The current density evolution of two surfaces as a function of applied potentials and frictional tractions is summarized in Figure 19. A statistical representation of potentiostatic illustrated that the active anodic dissolution and oxidation took place on the CoCrMo surface with the increase in both potential and tribological loads, while the electrochemical response of Ti6Al4V was stable in the mechanical and chemical combinations. The onset of the significant corrosion damage of CoCrMo with zero and positive potential was observed under 100 mN and 200 mN of normal loads. However, the onset of significant corrosion damage of Ti6Al4V with zero and positive potential was observed only at 200 mN of normal load. Therefore, it concluded that the CoCrMo surface is more sensitive to both tribological and electrochemical stimuli.

4. Conclusions

• This study compared the modified electrochemical responses on medical grade CoCrMo and Ti6Al4V surfaces when the active sliding fatigue initiated oxide damages. Reciprocal sliding motions were applied at varying normal contact loads in the elastic range to comprehend the multi-factorial behaviors of implant materials utilizing OCP, potentiodynamic polarization, and potentiostatic polarization measurements.
• The nominally elastic contact stress significantly accelerates electrochemical responses for both implant materials.
• The wear mechanism of Ti6Al4V in an aqueous environment illustrated that delamination would be the dominant wear process. The following contact cycles plastically deform and agglomerate produced wear particles that are ultimately seized on the damaged area.
• Nano-sized wear debris on CoCrMo produced during active sliding contact in PBS solution implies that immediate abrasive damage would take place on the brittle Cr oxide film at all normal loads. Wear debris were piled up surrounding the damaged zone.
• During active sliding, OCP dropped more in CoCrMo at all loads than Ti6Al4V suggesting more accelerated tribocorrosion damage on CoCrMo. OCP data illustrated prompt recovery of the titanium oxide layer that effectively protected metal matrix from anodic reactions.
• The sliding friction by COF was affected by the combination of anodic potential change and the wear damage processes of both specimens: the larger variation in OCP and COF on Ti6Al4V would be due to the alternating entrapment and ejection of the wear particle.

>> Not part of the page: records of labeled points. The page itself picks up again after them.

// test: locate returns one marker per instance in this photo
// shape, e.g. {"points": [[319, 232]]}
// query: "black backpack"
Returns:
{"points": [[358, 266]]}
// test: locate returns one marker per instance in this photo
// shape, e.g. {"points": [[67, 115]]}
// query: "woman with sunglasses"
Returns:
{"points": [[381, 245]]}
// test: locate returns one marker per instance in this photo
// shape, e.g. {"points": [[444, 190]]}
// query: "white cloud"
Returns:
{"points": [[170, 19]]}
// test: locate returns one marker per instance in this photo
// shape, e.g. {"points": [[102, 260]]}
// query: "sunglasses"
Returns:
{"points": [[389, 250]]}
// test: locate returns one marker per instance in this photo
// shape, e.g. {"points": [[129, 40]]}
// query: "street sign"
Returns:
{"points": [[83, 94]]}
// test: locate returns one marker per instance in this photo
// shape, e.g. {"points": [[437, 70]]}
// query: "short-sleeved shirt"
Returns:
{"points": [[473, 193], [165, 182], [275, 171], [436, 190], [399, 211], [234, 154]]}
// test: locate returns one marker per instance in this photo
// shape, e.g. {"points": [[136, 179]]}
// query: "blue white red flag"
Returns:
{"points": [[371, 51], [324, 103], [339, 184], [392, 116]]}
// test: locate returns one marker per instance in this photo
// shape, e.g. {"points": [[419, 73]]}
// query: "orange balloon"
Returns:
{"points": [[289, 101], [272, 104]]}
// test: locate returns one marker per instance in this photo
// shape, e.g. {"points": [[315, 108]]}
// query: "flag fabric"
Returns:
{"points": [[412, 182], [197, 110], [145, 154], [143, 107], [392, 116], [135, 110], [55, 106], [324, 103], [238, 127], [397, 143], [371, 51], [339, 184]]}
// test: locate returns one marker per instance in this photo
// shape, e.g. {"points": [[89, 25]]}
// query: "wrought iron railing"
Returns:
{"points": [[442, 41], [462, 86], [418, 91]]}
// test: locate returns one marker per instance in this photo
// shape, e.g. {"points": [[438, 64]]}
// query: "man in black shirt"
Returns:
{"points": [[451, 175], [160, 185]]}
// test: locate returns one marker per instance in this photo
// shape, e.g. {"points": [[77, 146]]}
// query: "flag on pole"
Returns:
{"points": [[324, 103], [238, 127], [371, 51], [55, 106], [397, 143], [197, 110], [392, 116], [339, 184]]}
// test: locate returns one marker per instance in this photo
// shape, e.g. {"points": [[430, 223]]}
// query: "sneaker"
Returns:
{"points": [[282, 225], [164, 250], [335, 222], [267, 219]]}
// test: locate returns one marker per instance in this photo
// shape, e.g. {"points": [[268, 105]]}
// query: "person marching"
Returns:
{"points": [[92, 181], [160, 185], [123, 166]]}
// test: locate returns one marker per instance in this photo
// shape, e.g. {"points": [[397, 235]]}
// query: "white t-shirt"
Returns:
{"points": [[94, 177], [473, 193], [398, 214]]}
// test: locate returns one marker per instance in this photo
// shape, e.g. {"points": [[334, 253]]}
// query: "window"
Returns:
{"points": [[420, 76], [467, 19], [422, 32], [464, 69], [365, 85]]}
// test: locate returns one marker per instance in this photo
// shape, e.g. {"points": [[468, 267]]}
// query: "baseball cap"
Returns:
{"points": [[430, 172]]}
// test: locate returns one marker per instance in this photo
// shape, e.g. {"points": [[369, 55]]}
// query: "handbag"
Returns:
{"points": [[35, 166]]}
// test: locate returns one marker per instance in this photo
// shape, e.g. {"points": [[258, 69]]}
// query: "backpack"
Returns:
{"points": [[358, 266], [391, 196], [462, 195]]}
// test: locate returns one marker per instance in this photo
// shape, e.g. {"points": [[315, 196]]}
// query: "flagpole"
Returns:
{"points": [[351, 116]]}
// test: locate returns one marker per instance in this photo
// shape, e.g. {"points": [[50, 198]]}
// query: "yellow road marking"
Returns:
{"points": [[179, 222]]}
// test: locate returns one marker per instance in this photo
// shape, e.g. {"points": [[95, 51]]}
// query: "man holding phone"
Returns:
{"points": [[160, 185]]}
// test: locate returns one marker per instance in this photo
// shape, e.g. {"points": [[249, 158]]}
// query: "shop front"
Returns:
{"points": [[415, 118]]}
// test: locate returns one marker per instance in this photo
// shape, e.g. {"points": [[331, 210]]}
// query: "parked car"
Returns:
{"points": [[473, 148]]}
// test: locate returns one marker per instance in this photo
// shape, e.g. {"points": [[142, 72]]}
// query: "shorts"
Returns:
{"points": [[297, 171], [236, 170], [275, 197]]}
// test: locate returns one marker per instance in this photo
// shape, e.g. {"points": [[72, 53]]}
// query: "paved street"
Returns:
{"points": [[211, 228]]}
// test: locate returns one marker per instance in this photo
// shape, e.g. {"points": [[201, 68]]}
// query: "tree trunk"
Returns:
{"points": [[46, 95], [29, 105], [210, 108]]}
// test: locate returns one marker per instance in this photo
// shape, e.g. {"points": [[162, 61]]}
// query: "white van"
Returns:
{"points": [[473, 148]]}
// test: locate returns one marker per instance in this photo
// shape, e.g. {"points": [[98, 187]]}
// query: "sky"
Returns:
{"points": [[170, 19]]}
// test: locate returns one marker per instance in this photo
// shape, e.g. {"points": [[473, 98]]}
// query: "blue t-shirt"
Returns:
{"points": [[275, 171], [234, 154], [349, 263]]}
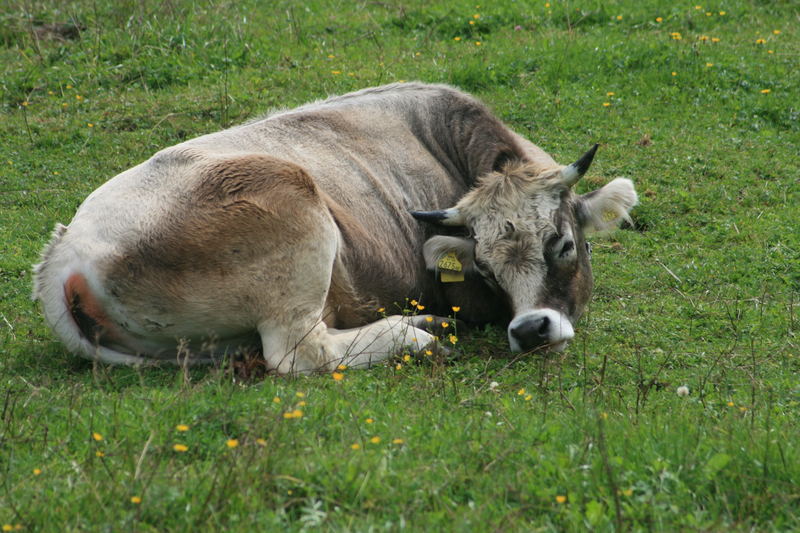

• The thermodynamic driving force initiated by cumulated elastic strains on Ti6Al4V played a significant role in establishing electrochemically stable titanium dioxide.
• The potentiodynamic polarization test results showed a high passive zone for Ti6Al4V. The i_corr value was lower by an order of one magnitude suggesting a lower corrosion rate. The spontaneous and wide passive zone of titanium oxide represented less corrosion on higher potential. CoCrMo was more on an active anodic side and had a transpassive region which represents the dissolution of the metal ion in the electrolyte.
• The potentiostatic test concluded that oxidation chemistry on CoCrMo exhibited more sensitivity at the greater normal loads of 100 mN and 200 mN. Significant electrochemical sensitivity on Ti6Al4V was found only at the highest normal load of 200 mN.
• This experimental work generally concluded that CoCrMo is more prone to be vulnerable when mechanical stimuli is accompanied with corrosion attacks. Ti6Al4V would be a more durable metallic implant material for the load-bearing orthopedic applications.